Physical Adversarial Attack on Monocular Depth Estimation via Shape-Varying Patches
Chenxing Zhao, Yang Li, Shihao Wu, Wenyi Tan, Shuangju Zhou, Quan Pan
TL;DR
This work addresses the vulnerability of monocular depth estimation to physical adversarial patches by introducing the ASP framework, which optimizes patch content, shape, and position using differentiable quadrilateral and circular masks. A novel depth-focused loss encourages depth changes to propagate beyond the patch, enabling manipulation of entire target objects in the depth map. The approach demonstrates superior attack efficacy across self-supervised MDE models and persists under several common defenses, with successful physical-world demonstrations and comprehensive ablations.
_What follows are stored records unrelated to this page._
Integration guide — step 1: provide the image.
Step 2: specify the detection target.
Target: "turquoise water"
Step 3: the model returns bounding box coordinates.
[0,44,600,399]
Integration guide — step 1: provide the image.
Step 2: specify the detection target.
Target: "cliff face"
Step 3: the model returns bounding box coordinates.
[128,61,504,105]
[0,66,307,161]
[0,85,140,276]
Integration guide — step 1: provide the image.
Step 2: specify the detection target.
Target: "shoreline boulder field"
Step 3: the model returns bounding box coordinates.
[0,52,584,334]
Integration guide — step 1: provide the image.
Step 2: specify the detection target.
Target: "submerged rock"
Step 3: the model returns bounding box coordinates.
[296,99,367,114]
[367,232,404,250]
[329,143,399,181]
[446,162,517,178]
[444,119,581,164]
The results underscore significant safety implications for autonomous systems relying on monocular depth cues and call for robust defense mechanisms against shape-aware patch attacks.
Abstract
Adversarial attacks against monocular depth estimation (MDE) systems pose significant challenges, particularly in safety-critical applications such as autonomous driving. Existing patch-based adversarial attacks for MDE are confined to the vicinity of the patch, making it difficult to affect the entire target. To address this limitation, we propose a physics-based adversarial attack on monocular depth estimation, employing a framework called Attack with Shape-Varying Patches (ASP), aiming to optimize patch content, shape, and position to maximize effectiveness. We introduce various mask shapes, including quadrilateral, rectangular, and circular masks, to enhance the flexibility and efficiency of the attack. Furthermore, we propose a new loss function to extend the influence of the patch beyond the overlapping regions. Experimental results demonstrate that our attack method generates an average depth error of 18 meters on the target car with a patch area of 1/9, affecting over 98\% of the target area.